The Beatles furore is the latest in a cultural phenomenon that routinely sees movies torn apart online before they’ve even finished filming. Snow White, Disney’s recent $250m flop, was troubled early on by rows about the casting of Rachel Zegler, and the question of whether it was more offensive to actors with dwarfism to cast them exclusively as Snow White’s companions, or to replace them with CGI.
Last week, images were leaked from the shoot of Emerald Fennell’s forthcoming adaptation of Emily Brontë’s Wuthering Heights. Margot Robbie, who plays Catherine Earnshaw, has been seen in a white wedding dress, which has distressed self-proclaimed historical experts.

Has Fennell committed a crime against period dress? Even Vogue felt the need to weigh in.
Fennell’s Wuthering Heights has been under fire since it announced lead casting last September. Part of this was inevitable: a female artist such as Fennell, who is both hyper-talented and hyper-privileged, gets two successful films or albums before the envious backlash kicks in.
It didn’t help that, in tackling Wuthering Heights, she was taking on one of the few classic novels to touch with nuance on race in 19th-century England – a nuance altogether lacking from the social media chat about ethnicity and casting.
Robbie’s co-star is Jacob Elordi, a white, dark-haired actor who plays the adult incarnation of the outcast orphan Heathcliff. Brontë clearly wrote Heathcliff as a character who is ostracised in rural Yorkshire in part because he looks foreign to English eyes.
In Andrea Arnold’s 2011 adaptation, Heathcliff was played by James Howson, the first actor of black heritage to take the role.
To many racially conscious Brontë fans, including prominent American film critics, Fennell’s choice of a white actor felt like a step backwards. But what form Heathcliff’s “foreignness” takes is deliberately ambiguous in Brontë’s text. In a much-analysed line, one neighbour says Heathcliff could be “a little Lascar, or an American or Spanish castaway”. Arnold herself had originally searched for a Romany actor.
All the text tells us for sure is that Heathcliff’s adoptive father claims to have found him on the streets of Liverpool. The city’s associations with the slave trade often suggest to contemporary readers that Heathcliff is the child of an enslaved African. That is entirely possible.
But it is also possible he was the child of the seafaring Spanish and Basque community, established in Liverpool during the 19th century. One such prominent family was the Elordietas. They would have looked not unlike a certain Jacob Elordi, whose Basque father emigrated to Australia at the age of eight.

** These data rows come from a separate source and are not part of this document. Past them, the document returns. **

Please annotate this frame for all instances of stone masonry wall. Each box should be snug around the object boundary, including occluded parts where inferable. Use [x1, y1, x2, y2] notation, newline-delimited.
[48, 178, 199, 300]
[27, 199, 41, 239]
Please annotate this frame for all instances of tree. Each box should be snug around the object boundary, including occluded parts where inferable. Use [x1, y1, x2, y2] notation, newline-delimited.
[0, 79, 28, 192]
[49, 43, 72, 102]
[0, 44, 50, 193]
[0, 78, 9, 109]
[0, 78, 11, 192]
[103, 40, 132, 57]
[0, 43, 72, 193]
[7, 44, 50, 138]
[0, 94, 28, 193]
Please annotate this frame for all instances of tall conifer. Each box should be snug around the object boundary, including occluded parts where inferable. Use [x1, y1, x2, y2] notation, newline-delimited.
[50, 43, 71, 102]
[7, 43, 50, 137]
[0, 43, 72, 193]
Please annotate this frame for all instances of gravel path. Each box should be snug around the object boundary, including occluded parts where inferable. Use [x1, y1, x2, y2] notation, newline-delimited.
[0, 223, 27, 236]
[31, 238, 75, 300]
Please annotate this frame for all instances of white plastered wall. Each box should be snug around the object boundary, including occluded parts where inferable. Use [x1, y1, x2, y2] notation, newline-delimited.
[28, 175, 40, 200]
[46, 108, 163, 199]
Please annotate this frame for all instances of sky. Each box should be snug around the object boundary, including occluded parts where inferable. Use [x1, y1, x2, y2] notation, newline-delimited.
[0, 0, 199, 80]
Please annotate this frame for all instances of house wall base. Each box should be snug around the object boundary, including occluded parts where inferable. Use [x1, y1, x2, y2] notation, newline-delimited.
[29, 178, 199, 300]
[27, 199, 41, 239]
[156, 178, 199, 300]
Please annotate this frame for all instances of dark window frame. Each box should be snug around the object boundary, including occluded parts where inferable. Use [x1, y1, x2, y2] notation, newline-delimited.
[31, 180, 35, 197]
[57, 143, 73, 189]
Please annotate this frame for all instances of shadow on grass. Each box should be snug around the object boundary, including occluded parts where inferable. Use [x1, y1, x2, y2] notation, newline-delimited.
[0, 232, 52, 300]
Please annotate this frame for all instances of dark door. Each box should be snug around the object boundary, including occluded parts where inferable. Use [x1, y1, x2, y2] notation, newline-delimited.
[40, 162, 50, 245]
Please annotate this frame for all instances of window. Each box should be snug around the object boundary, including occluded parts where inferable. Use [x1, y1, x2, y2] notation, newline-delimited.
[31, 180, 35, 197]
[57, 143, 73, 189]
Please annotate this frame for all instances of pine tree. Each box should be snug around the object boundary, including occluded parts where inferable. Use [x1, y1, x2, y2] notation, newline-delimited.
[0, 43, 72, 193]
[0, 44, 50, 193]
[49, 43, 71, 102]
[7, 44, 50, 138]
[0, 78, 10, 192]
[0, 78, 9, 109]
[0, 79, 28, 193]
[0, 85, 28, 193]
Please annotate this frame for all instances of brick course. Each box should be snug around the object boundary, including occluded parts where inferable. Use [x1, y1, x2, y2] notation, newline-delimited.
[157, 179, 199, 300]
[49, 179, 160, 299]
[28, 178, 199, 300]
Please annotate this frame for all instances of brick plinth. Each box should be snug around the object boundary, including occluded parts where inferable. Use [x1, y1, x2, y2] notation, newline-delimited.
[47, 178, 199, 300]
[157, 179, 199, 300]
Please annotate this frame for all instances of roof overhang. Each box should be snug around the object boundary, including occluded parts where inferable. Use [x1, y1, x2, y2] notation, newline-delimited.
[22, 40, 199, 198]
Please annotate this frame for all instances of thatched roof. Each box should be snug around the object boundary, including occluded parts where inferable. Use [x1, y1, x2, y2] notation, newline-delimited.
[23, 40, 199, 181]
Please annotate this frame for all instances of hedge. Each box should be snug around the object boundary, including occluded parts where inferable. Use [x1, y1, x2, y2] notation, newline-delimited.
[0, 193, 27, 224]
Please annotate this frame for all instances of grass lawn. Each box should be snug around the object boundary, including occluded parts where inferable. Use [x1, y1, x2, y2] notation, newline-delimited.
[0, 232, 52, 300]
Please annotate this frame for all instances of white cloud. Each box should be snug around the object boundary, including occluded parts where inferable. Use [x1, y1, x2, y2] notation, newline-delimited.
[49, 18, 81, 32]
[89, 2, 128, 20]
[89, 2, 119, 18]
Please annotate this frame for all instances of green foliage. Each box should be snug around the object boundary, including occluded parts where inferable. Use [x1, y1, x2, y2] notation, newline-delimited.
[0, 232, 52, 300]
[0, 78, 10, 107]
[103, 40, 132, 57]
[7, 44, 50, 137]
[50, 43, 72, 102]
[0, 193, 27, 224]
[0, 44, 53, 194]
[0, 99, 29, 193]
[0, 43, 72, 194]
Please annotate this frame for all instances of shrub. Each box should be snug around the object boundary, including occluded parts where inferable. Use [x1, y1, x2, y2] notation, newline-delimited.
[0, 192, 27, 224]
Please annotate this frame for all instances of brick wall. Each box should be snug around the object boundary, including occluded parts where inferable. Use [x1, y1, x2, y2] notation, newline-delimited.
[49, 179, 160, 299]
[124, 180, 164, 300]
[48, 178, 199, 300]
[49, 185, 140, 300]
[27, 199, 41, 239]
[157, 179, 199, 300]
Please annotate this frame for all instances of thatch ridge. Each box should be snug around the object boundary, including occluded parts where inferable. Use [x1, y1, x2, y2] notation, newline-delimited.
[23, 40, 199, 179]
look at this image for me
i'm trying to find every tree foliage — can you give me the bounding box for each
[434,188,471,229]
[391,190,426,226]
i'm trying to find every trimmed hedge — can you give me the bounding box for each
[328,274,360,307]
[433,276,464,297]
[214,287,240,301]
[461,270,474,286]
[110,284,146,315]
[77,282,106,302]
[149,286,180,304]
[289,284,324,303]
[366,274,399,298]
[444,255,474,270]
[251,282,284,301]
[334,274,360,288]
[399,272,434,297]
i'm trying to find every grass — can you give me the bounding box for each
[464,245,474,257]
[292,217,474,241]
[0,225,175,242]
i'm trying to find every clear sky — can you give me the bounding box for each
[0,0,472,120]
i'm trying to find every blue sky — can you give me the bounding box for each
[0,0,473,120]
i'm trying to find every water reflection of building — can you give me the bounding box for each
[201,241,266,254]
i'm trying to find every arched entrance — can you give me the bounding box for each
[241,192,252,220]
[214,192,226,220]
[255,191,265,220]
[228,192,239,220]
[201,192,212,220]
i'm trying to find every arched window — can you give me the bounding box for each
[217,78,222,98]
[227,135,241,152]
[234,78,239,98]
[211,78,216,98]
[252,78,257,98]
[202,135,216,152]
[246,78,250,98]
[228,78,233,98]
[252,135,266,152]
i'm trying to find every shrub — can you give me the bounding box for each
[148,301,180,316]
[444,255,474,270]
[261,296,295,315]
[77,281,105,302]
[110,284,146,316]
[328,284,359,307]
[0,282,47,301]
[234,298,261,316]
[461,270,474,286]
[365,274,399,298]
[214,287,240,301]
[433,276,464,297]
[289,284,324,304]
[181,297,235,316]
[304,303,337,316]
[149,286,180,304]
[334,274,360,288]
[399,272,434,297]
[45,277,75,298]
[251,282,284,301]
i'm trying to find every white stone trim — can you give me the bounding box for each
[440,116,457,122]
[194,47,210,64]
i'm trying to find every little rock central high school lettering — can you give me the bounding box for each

When we assume that a dark-haired outsider must be of African origin, we let English racism off the hook. We forget how narrowly beauty standards defined “Englishness” to exclude even a hint of darker colouring. English chroniclers under the Tudors, keen to whip up anti-Spanish prejudice, would routinely accuse the Spanish population of being miscegenated with north African blood, attributing conventional Spanish dark looks to this ancestry. These attitudes were still around in Brontë’s day.
Yet the rows consuming the Beatles, Snow White and Wuthering Heights are part of a much bigger story than our limited view of English racism. They emerge because we are now consuming culture in a new way. The shift owes much to what academics term “participatory culture” – a fan experience exemplified by the rise of 21st-century franchises such as Harry Potter and Game of Thrones, in which collectively interpreting clues is key to how fans theorise about the future plot twists. This should excite literary critics: hermeneutics is suddenly part of popular culture.
But if we understand culture as a series of clues to uncover “the truth” of classic stories – even historical stories such as that of the Beatles – we also risk imposing our truths on adaptations before they’ve even had a chance to develop.
Mendes and Fennell will be ripe for criticism when their films are released. If we can’t wait until then, let’s at least hold off until their films have wrapped. Without that grace, the process of art becomes a real-time exercise in damage control. Alternatively, like Lennon, the sharpest artists will attempt to resist interpretation completely.